Nadekspresję białek antyapoptotycznych potwierdzono u chorych z del (17q13.1) prowadzącą do utraty ekspresji genu p53 (ang. tumour supressor gen) [44]. Dowiedziono, iż w warunkach in vitro u pacjentów z obecnością del 17p13.1 stwierdza się oporność na apoptozę spontaniczną oraz indukowaną przez fludarabinę [44].

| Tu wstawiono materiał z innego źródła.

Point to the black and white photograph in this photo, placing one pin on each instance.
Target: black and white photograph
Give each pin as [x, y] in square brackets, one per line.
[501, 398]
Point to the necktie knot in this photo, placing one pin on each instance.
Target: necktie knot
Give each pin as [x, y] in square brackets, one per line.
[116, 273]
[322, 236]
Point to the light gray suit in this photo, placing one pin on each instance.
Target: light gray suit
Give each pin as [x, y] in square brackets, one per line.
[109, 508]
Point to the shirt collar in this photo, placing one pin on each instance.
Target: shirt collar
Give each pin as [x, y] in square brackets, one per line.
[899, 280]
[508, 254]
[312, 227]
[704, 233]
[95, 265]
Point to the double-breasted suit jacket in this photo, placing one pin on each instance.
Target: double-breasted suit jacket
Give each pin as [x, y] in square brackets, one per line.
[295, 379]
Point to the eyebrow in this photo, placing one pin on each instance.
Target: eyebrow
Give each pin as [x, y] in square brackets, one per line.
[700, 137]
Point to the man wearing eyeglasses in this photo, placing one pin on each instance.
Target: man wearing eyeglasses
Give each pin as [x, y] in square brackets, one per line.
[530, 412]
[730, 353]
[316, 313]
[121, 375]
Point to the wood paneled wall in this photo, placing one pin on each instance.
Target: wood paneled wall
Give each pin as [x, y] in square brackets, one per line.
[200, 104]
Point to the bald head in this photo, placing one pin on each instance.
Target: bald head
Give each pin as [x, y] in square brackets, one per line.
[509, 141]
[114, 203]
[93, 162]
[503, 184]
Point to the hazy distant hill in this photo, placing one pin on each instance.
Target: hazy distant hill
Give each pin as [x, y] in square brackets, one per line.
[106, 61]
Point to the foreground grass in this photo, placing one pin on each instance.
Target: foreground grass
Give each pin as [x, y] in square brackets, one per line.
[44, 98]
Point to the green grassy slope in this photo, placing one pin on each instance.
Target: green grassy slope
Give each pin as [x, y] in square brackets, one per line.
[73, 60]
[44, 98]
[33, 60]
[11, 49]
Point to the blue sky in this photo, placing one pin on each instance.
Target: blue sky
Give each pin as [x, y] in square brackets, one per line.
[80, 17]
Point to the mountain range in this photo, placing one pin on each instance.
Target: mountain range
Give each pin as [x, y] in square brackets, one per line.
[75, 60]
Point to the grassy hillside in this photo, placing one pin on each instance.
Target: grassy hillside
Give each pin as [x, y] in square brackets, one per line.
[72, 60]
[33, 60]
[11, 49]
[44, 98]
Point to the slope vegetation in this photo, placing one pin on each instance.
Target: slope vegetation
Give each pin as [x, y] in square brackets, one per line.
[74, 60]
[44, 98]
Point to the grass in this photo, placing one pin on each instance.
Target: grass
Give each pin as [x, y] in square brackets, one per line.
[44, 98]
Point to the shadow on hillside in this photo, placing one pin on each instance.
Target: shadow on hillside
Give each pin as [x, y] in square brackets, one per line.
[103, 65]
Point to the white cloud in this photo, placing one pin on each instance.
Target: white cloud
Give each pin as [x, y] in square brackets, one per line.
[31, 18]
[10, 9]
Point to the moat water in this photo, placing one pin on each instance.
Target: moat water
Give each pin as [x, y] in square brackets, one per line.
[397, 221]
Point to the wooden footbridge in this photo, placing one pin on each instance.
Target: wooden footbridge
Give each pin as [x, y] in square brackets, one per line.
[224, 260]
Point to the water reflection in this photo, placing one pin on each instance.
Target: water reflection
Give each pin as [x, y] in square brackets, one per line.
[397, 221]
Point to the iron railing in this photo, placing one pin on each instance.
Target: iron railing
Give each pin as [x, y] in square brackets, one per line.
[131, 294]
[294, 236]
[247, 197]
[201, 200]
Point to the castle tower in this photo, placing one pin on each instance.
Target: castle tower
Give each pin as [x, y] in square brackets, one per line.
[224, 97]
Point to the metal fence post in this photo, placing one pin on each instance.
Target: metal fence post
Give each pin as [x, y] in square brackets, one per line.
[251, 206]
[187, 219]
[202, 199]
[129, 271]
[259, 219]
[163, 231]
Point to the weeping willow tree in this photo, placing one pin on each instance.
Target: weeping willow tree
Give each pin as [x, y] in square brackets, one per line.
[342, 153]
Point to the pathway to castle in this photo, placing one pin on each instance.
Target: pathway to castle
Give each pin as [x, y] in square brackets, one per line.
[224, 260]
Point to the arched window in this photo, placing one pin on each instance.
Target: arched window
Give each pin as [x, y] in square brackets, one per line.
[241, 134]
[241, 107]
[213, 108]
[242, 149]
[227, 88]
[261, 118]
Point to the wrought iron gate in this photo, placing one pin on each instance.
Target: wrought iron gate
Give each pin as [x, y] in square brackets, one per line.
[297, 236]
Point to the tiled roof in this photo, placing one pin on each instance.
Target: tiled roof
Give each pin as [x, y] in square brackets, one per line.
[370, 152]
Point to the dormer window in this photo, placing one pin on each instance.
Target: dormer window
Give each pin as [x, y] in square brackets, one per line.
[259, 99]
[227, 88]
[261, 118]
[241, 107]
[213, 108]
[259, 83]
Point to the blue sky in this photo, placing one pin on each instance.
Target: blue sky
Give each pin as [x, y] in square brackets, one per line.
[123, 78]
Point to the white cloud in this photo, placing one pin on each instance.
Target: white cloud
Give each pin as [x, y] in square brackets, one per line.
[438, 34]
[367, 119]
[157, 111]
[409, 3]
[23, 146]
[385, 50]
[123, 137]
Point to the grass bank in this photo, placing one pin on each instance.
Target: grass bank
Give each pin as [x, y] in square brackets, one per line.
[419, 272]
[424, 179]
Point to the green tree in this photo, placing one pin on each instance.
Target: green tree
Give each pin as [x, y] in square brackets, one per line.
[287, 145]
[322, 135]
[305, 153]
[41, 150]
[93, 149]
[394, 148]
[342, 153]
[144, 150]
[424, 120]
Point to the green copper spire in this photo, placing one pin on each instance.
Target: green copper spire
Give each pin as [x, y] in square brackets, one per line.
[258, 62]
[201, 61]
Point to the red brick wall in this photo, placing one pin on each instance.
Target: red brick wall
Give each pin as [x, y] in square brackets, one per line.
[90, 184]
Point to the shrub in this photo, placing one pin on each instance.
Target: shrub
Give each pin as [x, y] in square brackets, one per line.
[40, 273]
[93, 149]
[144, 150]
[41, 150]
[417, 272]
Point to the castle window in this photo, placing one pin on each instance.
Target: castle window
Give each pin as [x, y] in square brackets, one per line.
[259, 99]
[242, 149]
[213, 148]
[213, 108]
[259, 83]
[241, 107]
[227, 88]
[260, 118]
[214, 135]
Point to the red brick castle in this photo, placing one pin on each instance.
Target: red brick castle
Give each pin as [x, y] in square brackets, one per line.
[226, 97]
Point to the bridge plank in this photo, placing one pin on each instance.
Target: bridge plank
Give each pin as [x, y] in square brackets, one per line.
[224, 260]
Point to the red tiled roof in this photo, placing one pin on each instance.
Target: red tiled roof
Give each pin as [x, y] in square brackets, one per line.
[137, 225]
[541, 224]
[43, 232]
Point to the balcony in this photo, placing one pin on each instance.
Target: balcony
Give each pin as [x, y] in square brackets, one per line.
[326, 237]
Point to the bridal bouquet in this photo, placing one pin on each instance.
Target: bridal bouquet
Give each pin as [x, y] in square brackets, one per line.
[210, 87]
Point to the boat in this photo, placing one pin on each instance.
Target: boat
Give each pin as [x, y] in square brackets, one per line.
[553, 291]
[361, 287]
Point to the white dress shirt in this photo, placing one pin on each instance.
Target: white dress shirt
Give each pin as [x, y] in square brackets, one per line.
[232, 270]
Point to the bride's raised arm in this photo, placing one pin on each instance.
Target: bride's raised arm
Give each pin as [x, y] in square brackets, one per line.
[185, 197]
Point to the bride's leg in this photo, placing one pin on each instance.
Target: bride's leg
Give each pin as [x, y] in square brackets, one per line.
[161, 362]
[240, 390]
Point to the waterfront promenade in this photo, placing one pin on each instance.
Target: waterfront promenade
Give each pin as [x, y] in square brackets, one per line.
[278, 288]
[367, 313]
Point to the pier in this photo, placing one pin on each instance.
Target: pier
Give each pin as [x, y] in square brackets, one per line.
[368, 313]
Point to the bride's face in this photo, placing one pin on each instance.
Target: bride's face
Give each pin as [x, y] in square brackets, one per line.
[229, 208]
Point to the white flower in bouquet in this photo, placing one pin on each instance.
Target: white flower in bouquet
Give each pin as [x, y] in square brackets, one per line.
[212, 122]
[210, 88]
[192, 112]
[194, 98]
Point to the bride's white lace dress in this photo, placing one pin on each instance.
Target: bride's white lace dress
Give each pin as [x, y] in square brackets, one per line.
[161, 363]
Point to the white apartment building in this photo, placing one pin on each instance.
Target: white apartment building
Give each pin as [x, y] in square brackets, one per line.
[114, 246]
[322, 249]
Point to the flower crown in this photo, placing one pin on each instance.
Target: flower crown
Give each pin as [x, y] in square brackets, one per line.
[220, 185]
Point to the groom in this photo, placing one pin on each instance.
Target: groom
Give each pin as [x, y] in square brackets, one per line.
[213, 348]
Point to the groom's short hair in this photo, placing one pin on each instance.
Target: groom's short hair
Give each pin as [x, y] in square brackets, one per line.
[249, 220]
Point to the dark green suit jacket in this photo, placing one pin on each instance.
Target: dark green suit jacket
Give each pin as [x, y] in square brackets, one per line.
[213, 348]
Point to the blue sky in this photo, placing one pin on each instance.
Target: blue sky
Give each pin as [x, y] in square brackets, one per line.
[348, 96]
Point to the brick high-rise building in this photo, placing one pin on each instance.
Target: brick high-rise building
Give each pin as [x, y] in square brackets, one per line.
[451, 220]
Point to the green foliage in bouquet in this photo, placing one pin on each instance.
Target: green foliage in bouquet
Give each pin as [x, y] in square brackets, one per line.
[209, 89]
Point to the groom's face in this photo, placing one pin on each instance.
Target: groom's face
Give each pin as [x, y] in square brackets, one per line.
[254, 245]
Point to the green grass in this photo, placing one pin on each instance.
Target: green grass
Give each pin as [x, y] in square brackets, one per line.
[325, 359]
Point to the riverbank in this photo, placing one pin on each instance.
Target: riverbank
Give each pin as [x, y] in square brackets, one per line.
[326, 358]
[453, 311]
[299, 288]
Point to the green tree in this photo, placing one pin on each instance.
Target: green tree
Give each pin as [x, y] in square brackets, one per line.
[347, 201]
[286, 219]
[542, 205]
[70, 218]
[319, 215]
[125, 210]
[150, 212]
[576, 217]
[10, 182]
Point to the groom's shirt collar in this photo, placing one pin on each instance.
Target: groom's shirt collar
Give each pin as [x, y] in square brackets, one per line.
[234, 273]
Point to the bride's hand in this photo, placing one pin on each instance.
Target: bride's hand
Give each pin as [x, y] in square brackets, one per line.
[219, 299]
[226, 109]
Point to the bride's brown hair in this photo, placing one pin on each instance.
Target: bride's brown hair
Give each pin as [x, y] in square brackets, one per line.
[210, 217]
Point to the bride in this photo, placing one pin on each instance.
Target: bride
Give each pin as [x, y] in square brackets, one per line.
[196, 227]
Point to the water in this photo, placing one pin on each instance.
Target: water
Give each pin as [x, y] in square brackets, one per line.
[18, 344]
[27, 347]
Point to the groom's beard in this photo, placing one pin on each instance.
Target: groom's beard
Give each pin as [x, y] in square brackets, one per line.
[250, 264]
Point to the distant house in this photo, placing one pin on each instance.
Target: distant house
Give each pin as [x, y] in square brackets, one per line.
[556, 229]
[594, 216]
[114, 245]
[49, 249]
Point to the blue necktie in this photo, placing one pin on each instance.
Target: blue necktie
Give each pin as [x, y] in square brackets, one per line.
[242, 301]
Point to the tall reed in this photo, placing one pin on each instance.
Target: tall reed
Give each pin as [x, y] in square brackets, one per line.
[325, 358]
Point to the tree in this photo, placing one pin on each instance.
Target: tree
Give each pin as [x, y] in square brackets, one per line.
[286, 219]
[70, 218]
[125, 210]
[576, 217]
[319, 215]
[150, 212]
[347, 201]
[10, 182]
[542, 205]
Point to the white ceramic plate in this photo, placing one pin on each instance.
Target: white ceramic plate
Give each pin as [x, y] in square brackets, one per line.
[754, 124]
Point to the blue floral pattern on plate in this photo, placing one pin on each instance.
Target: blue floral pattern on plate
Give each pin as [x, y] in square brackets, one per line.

W porównaniu z limfocytami osób zdrowych, w większości przypadków w komórkach B-CLL stosunek Bcl-2/Bax jest zwiększony. W licznych opracowaniach wykazano, że wskaźnik Bcl-2/Bax oraz poziom ekspresji Mcl-1 negatywnie korelują z apoptozą i przebiegiem klinicznym B-CLL. Saxena i wsp. [45] oraz Kitada [46] i wsp. stwierdzili, że wzmożona ekspresja białka Mcl-1 wiąże się z wtórną do chemiooporności tendencją do progresji objawów B-CLL. Niektórzy postulują, że białko Bcl-2 również chroni komórki nowotworowe przed działaniem cytostatyków, a jego wysoka ekspresja w komórkach nowotworowych jest niekorzystnym czynnikiem rokowniczym u pacjentów poddawanych chemioterapii [47, 48]. Grever i wsp. [49] w prospektywnym badaniu III fazy przeprowadzonym na grupie 235 pacjentów z B-CLL nie wykazali prognostycznego znaczenia ekspresji Bcl-2, Mcl-1, XIAP i kaspazy 3. U chorych z B-CLL leczonych schematami zawierającymi fludarabinę, poziom ekspresji ww. białek nie miał także żadnego wpływu na odsetek odpowiedzi klinicznych (OR) oraz czas wolny od progresji (PFS). W cytowanym badaniu jedynie obecność del (17p13.1) oraz del (11q22.3) korelowała ze skróceniem PFS. Prognostycznego znaczenia wysokiej ekspresji komórkowej białek Bcl-2 nie potwierdzili także Majid i wsp. [50], wykazując dużą różnorodność przebiegu klinicznego choroby u pacjentów z porównywalnym stężeniem białka Bcl-2.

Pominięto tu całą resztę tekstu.